The histone-binding code of nuclear receptor co-repressors matches the substrate specificity of histone deacetylase 3

Helen B Hartman 1,*, Jiujiu Yu 1,*, Theresa Alenghat 1, Takahiro Ishizuka 1, Mitchell A Lazar 1,a
PMCID: PMC1299301  PMID: 15832170

Abstract

Ligands for nuclear receptors facilitate the exchange of co-repressors for coactivators, leading to chromatin modifications that favour the activation of gene transcription. Here, we show that the repressed state of an endogenous retinoic acid-regulated gene is quickly re-established after ligand removal. As expected, repression is characterized by recruitment of N-CoR/SMRT–HDAC3 (histone deacetylase 3) co-repressor complexes, leading to local histone hypoacetylation. The achievement of the repressed state involves the ordered deacetylation of lysines in H4 tails. This order is determined by the inherent substrate specificity of HDAC3, and unexpectedly predicts the binding preference of N-CoR/SMRT for submaximally acetylated H4 tails. The match between the specificity of acetyl-histone deacetylation by HDAC3 and the histone-binding preference of N-CoR/SMRT allows the co-repressor complex to stabilize and propagate repression of nuclear hormone receptor gene targets.

Introduction

Nuclear receptors (NRs) comprise a large family of transcription factors that have crucial roles in all aspects of growth, development and metabolism (Mangelsdorf et al, 1995). Transcriptional activities of NRs are regulated by small lipophilic ligands, including hormones, vitamin derivatives, intermediary metabolites and xenobiotics (Chawla et al, 2001). In the absence of ligands, many NRs repress transcription of target genes to which they are bound (Hu & Lazar, 2000). The repression function of NRs has been implicated in several important and medically relevant aspects of biology, including (i) the severity of thyroid-hormone resistance due to thyroid-hormone receptor (TR) gene mutations (Tagami & Jameson, 1997), (ii) the efficacy and side effects of selective oestrogen-receptor modulators as therapy for breast cancer (Shang & Brown, 2002), and (iii) the pathophysiology of acute promyelocytic leukaemia (APL), which is due invariably to chromosomal translocations involving retinoic-acid receptors (RARs; Melnick & Licht, 1999). The unliganded RAR is a particularly potent transcriptional repressor, and relief of repression by all-trans retinoic acid (ATRA) is the cornerstone of therapy for APL (Minucci & Pelicci, 1999).

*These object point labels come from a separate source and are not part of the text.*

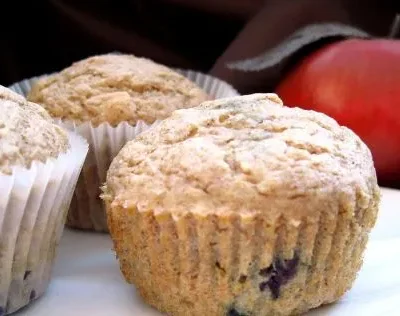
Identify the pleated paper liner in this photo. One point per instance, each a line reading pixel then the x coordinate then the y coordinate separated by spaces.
pixel 87 210
pixel 241 264
pixel 33 207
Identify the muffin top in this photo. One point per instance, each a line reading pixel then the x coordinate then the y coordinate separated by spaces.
pixel 26 133
pixel 114 88
pixel 246 155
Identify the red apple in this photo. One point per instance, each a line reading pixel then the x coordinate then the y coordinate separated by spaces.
pixel 357 82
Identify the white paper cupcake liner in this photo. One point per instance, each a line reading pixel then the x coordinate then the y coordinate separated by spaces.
pixel 33 207
pixel 87 211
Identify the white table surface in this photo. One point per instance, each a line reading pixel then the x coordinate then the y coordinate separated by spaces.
pixel 87 281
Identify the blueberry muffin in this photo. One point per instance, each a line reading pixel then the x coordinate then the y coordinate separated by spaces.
pixel 109 99
pixel 242 206
pixel 39 167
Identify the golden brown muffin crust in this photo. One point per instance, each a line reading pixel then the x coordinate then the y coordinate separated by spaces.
pixel 26 133
pixel 114 88
pixel 236 155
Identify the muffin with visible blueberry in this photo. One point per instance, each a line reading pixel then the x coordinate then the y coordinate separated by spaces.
pixel 242 206
pixel 109 99
pixel 39 168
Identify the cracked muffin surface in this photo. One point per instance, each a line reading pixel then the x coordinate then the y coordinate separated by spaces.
pixel 114 88
pixel 232 155
pixel 27 133
pixel 242 206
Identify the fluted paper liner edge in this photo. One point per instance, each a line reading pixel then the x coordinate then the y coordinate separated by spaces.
pixel 33 207
pixel 229 260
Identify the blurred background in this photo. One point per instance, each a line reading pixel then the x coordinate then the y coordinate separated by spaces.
pixel 350 72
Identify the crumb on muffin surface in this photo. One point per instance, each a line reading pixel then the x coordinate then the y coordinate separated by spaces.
pixel 235 155
pixel 114 88
pixel 27 133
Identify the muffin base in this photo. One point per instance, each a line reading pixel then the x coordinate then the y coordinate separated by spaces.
pixel 242 265
pixel 33 208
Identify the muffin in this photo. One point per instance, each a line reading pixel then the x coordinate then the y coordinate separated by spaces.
pixel 109 99
pixel 242 206
pixel 39 168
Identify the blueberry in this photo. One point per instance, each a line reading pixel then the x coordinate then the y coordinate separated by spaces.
pixel 242 278
pixel 278 274
pixel 266 271
pixel 218 265
pixel 234 312
pixel 33 295
pixel 27 274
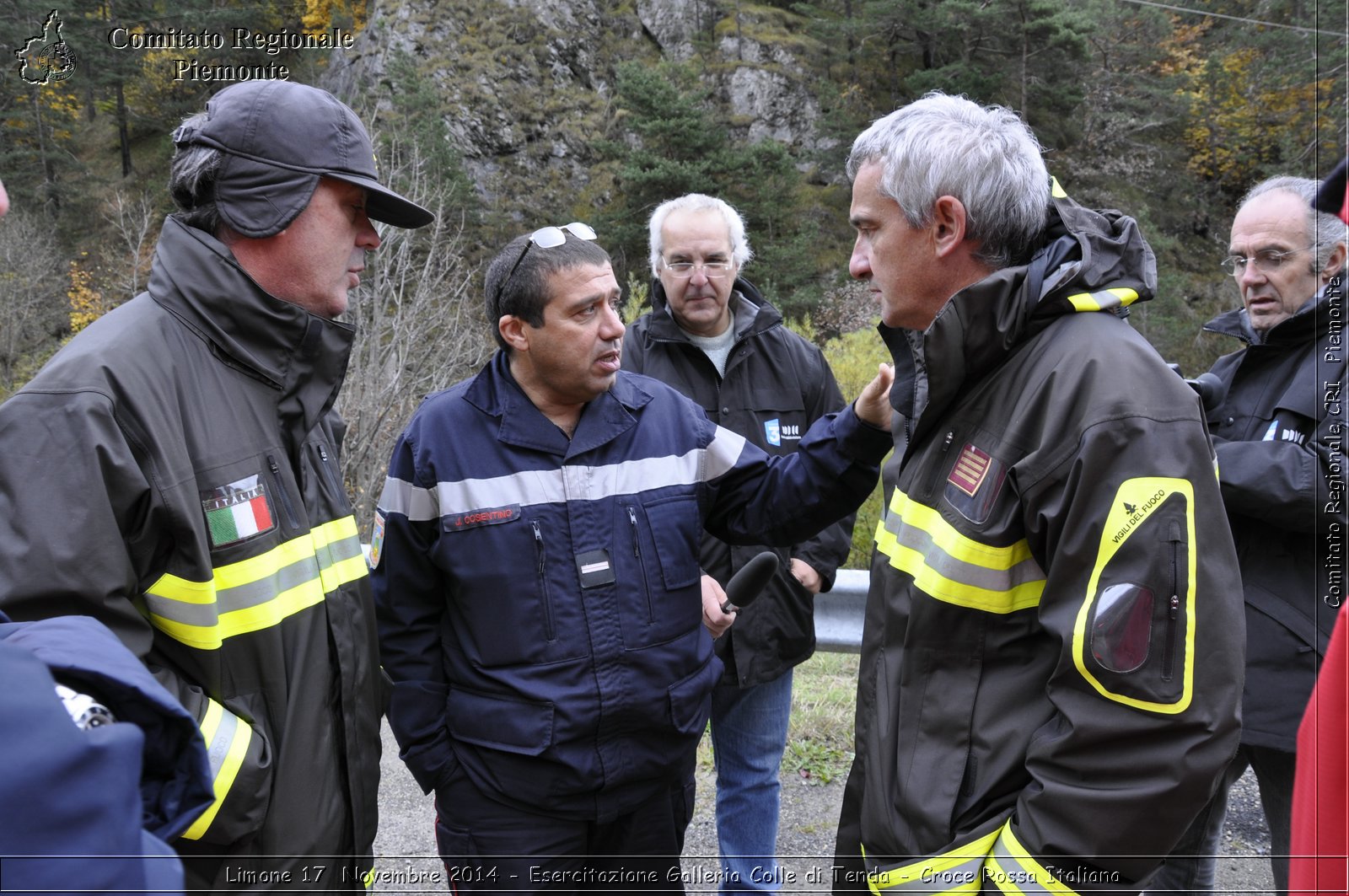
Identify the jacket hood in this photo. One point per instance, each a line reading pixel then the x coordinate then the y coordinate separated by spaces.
pixel 300 354
pixel 1088 260
pixel 753 314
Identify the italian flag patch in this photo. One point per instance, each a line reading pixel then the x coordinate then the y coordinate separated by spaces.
pixel 236 512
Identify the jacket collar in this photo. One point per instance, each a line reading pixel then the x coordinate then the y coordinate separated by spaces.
pixel 304 357
pixel 1088 260
pixel 496 393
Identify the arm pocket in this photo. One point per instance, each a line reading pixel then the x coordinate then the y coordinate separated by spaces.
pixel 1133 640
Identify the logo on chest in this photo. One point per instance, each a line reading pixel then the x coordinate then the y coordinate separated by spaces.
pixel 975 483
pixel 776 432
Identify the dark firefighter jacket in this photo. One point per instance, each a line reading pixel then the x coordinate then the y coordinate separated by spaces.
pixel 1054 641
pixel 540 598
pixel 1279 435
pixel 173 473
pixel 105 797
pixel 776 385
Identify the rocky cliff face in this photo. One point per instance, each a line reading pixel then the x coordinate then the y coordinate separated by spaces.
pixel 526 84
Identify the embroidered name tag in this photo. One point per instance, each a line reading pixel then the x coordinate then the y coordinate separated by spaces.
pixel 481 517
pixel 594 568
pixel 236 512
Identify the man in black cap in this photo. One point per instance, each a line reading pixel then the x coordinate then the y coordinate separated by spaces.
pixel 173 471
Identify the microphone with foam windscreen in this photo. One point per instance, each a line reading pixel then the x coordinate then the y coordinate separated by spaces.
pixel 746 584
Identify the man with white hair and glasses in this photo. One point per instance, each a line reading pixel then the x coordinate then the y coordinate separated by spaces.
pixel 541 608
pixel 1279 436
pixel 717 339
pixel 1052 632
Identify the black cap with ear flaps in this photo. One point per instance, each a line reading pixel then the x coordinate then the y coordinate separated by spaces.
pixel 278 139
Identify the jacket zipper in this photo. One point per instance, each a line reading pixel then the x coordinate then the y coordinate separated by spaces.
pixel 1173 608
pixel 281 490
pixel 641 563
pixel 543 582
pixel 330 474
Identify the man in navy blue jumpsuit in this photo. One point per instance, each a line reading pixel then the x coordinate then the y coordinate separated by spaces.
pixel 541 609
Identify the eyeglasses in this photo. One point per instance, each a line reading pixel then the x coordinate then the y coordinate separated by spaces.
pixel 712 270
pixel 1266 260
pixel 546 238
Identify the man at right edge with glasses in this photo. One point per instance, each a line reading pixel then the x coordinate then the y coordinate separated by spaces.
pixel 541 609
pixel 1279 439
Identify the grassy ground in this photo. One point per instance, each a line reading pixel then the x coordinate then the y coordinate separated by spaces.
pixel 820 738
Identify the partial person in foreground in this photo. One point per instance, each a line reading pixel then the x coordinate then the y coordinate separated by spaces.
pixel 1279 442
pixel 714 336
pixel 1319 841
pixel 175 473
pixel 541 608
pixel 1052 639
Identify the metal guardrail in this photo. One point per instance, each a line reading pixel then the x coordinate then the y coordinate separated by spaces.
pixel 840 613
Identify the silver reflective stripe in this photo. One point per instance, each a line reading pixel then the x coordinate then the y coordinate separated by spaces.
pixel 405 498
pixel 571 482
pixel 219 747
pixel 953 878
pixel 253 594
pixel 961 571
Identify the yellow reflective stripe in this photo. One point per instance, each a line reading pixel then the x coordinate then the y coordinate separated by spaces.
pixel 266 564
pixel 227 743
pixel 1101 300
pixel 261 591
pixel 953 567
pixel 1015 871
pixel 1135 501
pixel 959 871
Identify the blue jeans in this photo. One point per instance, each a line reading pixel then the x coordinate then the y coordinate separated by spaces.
pixel 1191 868
pixel 749 733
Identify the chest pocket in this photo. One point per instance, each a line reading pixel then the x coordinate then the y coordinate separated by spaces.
pixel 1252 412
pixel 514 595
pixel 775 421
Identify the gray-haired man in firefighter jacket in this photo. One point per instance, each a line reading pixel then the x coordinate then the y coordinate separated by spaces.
pixel 1052 651
pixel 173 473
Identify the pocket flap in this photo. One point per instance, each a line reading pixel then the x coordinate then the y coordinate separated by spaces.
pixel 499 722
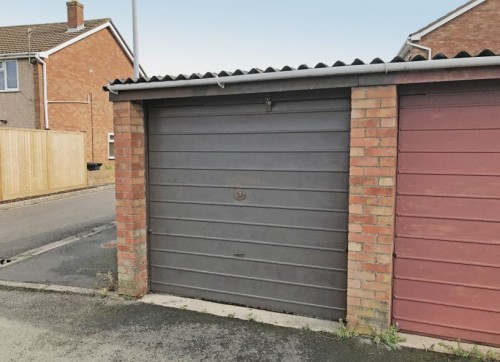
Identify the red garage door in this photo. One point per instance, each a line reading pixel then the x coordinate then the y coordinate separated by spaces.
pixel 447 266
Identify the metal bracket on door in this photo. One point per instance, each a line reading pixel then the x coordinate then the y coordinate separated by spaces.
pixel 269 104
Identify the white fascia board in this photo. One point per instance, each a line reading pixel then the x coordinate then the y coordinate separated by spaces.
pixel 418 36
pixel 109 25
pixel 16 56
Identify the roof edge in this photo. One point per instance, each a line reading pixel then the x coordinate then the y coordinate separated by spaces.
pixel 353 70
pixel 417 36
pixel 109 24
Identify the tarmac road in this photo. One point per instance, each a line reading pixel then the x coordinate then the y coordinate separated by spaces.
pixel 29 227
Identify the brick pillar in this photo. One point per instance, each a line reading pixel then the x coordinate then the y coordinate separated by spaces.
pixel 130 198
pixel 372 207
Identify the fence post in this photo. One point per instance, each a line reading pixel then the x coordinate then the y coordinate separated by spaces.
pixel 50 160
pixel 1 174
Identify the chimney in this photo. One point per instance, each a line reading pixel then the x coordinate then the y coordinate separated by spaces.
pixel 75 15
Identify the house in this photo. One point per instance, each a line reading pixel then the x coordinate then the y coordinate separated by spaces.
pixel 472 28
pixel 51 77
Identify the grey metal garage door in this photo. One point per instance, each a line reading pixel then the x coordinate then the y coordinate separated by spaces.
pixel 248 203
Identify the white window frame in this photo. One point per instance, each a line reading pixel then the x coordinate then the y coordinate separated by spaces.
pixel 111 140
pixel 3 68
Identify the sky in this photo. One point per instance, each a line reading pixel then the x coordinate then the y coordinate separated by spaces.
pixel 187 36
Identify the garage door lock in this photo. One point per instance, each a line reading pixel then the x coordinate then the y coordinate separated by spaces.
pixel 239 195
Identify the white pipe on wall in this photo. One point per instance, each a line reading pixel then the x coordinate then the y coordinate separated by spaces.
pixel 45 99
pixel 136 39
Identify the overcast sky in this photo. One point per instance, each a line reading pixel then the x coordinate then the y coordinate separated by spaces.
pixel 186 36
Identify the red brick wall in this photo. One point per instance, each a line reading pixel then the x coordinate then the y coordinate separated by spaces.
pixel 131 223
pixel 371 207
pixel 473 31
pixel 80 71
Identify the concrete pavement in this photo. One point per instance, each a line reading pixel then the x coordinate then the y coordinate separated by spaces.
pixel 28 227
pixel 37 326
pixel 84 263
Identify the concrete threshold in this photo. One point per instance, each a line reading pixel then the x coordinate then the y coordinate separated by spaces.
pixel 41 199
pixel 243 313
pixel 293 321
pixel 437 344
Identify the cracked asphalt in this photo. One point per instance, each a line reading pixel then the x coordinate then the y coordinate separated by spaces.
pixel 41 326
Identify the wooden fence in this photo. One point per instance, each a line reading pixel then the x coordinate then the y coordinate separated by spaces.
pixel 36 162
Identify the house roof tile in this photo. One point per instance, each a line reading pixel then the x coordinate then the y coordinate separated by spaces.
pixel 14 39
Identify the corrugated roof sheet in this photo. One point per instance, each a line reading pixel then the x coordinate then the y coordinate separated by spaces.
pixel 14 39
pixel 224 73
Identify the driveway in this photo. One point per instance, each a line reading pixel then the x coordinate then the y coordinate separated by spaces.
pixel 58 327
pixel 89 262
pixel 29 227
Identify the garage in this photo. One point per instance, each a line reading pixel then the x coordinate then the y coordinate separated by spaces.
pixel 447 263
pixel 248 200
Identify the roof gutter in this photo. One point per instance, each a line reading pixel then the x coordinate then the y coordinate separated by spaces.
pixel 14 56
pixel 313 73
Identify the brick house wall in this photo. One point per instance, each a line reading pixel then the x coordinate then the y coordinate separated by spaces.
pixel 17 107
pixel 77 73
pixel 473 31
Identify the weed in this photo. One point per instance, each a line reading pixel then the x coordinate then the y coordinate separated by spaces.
pixel 344 331
pixel 106 281
pixel 390 338
pixel 474 354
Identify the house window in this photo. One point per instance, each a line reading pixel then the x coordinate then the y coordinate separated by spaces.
pixel 111 146
pixel 9 76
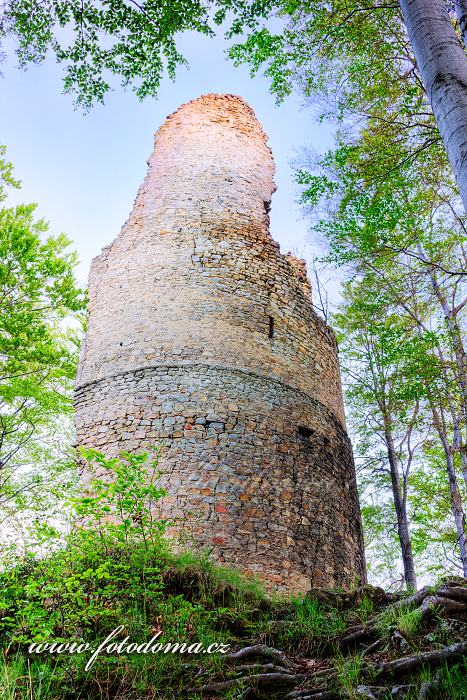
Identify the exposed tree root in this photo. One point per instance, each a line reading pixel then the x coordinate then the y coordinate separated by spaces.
pixel 409 663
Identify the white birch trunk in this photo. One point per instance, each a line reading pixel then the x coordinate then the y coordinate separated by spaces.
pixel 461 12
pixel 442 62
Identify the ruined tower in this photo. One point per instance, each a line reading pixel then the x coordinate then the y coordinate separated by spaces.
pixel 202 338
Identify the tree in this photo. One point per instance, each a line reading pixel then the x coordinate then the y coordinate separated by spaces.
pixel 443 66
pixel 133 40
pixel 367 329
pixel 405 231
pixel 39 298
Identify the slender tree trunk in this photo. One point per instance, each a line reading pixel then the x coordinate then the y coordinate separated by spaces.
pixel 461 12
pixel 401 511
pixel 456 500
pixel 442 63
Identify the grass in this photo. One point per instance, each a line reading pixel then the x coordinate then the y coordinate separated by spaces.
pixel 406 621
pixel 84 595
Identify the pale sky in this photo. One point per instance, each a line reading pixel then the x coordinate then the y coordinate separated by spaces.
pixel 84 170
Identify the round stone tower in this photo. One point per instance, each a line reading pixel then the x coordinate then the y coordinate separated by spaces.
pixel 202 338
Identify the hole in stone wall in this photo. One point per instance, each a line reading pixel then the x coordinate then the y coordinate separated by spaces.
pixel 271 327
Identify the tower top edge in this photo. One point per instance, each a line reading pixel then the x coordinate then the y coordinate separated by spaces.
pixel 222 107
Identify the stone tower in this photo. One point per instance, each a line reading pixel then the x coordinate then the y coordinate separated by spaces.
pixel 202 338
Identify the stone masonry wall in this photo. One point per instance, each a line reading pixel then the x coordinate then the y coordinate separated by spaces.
pixel 202 338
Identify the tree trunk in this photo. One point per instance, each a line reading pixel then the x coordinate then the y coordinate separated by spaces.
pixel 443 66
pixel 461 12
pixel 455 333
pixel 401 512
pixel 456 499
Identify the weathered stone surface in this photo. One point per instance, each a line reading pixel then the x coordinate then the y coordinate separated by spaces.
pixel 202 338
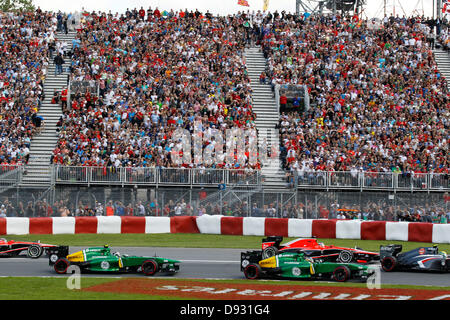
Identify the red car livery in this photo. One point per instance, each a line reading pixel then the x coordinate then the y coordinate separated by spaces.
pixel 315 250
pixel 12 248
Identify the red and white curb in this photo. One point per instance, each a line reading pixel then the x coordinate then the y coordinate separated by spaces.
pixel 216 224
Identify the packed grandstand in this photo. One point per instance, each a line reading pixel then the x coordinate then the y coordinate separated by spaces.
pixel 378 100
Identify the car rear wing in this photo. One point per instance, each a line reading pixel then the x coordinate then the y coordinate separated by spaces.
pixel 57 252
pixel 390 250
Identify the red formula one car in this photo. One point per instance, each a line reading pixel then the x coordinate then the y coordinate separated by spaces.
pixel 11 248
pixel 315 250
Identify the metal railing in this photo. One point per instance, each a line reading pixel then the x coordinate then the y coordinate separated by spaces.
pixel 151 176
pixel 387 181
pixel 155 176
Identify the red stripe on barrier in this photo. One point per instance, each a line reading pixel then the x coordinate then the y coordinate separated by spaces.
pixel 133 224
pixel 41 226
pixel 86 224
pixel 276 227
pixel 420 232
pixel 183 225
pixel 232 226
pixel 324 229
pixel 2 225
pixel 373 230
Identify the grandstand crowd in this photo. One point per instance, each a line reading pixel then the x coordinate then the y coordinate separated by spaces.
pixel 371 210
pixel 156 72
pixel 23 67
pixel 378 100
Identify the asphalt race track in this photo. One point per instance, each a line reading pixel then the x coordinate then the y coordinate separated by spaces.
pixel 197 263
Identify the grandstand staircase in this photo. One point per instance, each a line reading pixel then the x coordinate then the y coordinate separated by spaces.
pixel 443 62
pixel 267 118
pixel 38 170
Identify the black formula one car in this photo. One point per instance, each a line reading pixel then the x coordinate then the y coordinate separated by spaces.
pixel 34 249
pixel 419 259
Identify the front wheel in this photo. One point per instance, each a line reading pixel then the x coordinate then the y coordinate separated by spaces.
pixel 149 267
pixel 34 251
pixel 388 263
pixel 345 256
pixel 341 274
pixel 252 271
pixel 269 252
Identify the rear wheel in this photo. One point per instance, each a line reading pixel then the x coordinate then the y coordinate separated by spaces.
pixel 61 266
pixel 252 271
pixel 388 263
pixel 341 274
pixel 149 267
pixel 34 251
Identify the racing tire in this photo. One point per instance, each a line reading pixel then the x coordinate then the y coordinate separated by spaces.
pixel 388 264
pixel 34 251
pixel 345 256
pixel 341 274
pixel 252 271
pixel 61 266
pixel 149 267
pixel 269 252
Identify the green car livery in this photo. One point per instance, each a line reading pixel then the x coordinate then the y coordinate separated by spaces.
pixel 101 259
pixel 296 266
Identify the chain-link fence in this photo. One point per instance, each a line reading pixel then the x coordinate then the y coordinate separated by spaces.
pixel 238 201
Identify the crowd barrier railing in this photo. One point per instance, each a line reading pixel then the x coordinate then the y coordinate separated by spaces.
pixel 387 181
pixel 189 177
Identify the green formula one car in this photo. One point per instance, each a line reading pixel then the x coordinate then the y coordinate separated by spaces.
pixel 291 265
pixel 101 259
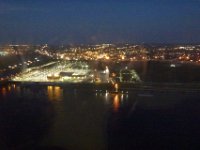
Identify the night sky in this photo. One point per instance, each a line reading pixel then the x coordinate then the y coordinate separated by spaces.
pixel 99 21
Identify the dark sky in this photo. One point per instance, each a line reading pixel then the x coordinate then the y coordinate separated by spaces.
pixel 99 21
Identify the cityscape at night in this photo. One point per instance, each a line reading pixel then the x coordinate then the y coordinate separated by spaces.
pixel 99 75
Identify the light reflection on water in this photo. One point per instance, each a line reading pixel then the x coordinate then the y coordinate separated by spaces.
pixel 54 93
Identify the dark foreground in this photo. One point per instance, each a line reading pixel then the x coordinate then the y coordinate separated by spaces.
pixel 53 117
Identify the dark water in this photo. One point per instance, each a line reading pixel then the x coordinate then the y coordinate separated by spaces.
pixel 53 117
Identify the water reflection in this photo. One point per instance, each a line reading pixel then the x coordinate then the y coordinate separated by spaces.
pixel 24 122
pixel 116 103
pixel 54 93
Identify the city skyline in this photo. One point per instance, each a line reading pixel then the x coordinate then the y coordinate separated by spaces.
pixel 78 22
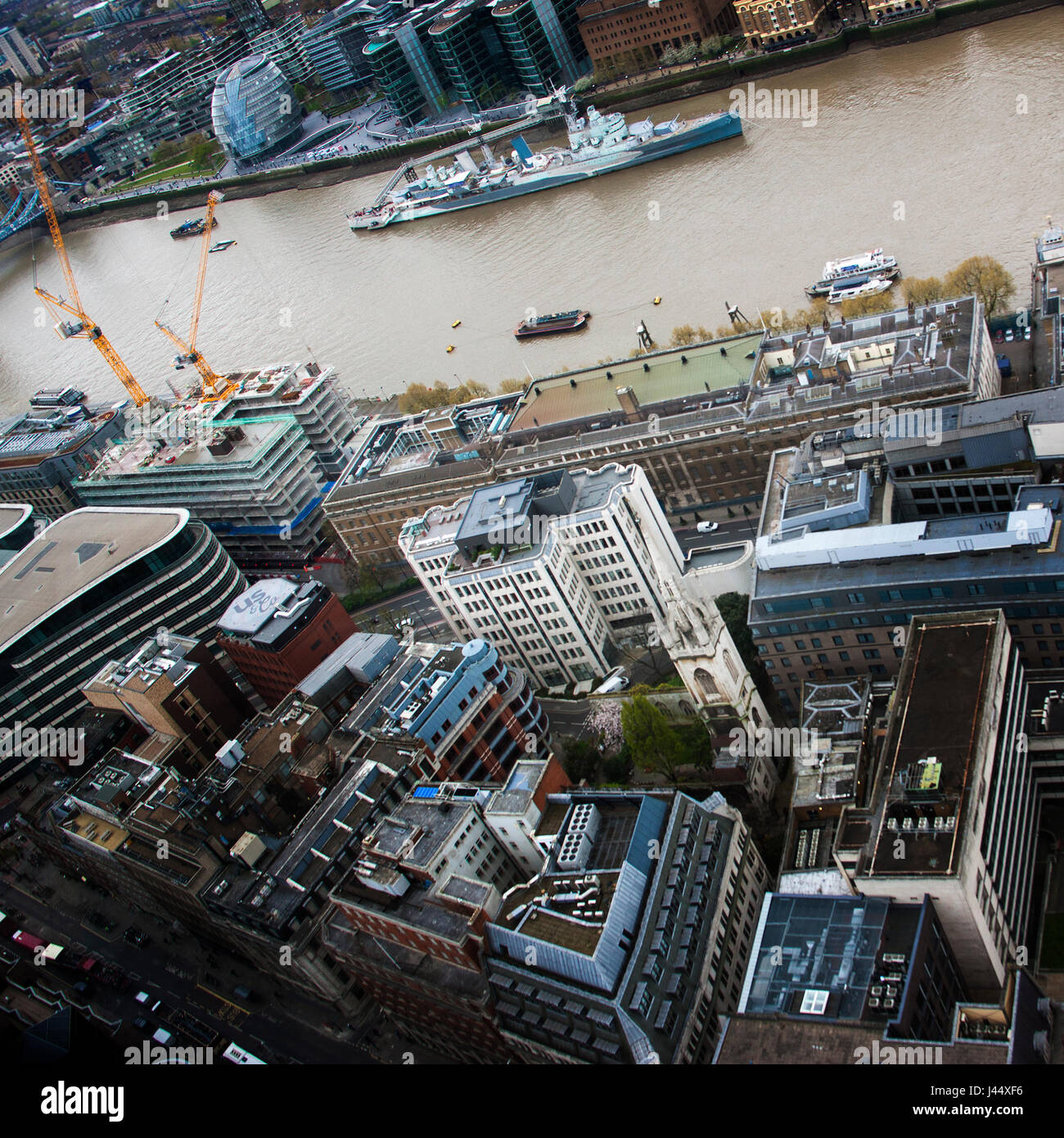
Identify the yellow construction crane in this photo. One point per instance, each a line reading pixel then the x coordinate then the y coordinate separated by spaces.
pixel 82 327
pixel 215 386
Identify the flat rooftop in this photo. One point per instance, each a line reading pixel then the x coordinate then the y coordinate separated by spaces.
pixel 73 554
pixel 894 353
pixel 177 444
pixel 815 956
pixel 863 560
pixel 932 744
pixel 666 377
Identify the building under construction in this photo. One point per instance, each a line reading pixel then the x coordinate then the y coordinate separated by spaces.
pixel 254 466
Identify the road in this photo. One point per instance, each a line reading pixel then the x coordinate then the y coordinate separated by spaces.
pixel 414 606
pixel 282 1026
pixel 733 530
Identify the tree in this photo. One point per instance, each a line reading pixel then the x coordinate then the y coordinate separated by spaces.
pixel 683 336
pixel 165 151
pixel 922 289
pixel 603 721
pixel 422 397
pixel 733 609
pixel 985 277
pixel 868 305
pixel 652 742
pixel 579 759
pixel 201 154
pixel 620 767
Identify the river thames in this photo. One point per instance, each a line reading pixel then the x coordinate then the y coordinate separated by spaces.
pixel 936 151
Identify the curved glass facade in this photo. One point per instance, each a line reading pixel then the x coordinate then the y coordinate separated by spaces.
pixel 254 110
pixel 527 44
pixel 472 55
pixel 186 584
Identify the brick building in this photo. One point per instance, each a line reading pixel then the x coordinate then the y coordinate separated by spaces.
pixel 614 29
pixel 277 632
pixel 766 22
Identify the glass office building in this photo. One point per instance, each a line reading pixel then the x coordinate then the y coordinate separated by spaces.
pixel 254 110
pixel 539 38
pixel 335 44
pixel 475 61
pixel 408 69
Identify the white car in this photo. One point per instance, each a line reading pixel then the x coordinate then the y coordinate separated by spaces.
pixel 615 682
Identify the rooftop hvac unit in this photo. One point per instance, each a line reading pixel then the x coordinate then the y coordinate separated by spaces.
pixel 574 851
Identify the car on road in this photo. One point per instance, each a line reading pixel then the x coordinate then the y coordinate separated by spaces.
pixel 617 680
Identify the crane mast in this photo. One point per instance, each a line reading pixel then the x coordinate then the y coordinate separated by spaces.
pixel 83 327
pixel 214 386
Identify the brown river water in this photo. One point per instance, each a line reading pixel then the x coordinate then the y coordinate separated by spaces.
pixel 933 151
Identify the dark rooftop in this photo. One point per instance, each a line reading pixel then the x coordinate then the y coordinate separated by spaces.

Repression is mediated by recruitment of co-repressors N-CoR (Horner et al, 1995) or SMRT (Chen & Evans, 1995; referred to as N-CoR/SMRT when discussing common features) to unliganded NRs bound to target genes. The carboxyl terminus of N-CoR/SMRT contains CoRNR motifs that specifically recognize and bind to unliganded NRs (Hu & Lazar, 1999; Nagy et al, 1999; Perissi et al, 1999). The amino terminus contains several protein–protein interaction domains that mediate the formation of a core complex containing WD-40 proteins TBL1/TBLR-1, GPS2 and histone deacetylase 3 (HDAC3; Guenther et al, 2000; Li et al, 2000; Zhang et al, 2002). HDACs have a well-characterized role in transcriptional repression—the deacetylation of lysine residues in the N-terminal tails of histone proteins (Grozinger & Schreiber, 2002). This has at least two repressive functions: the increased positive charge of lysine favours a closed nucleosomal structure (Kouzarides, 2000), and the loss of acetylation reduces the affinity of coactivators containing bromodomains (Zeng & Zhou, 2002).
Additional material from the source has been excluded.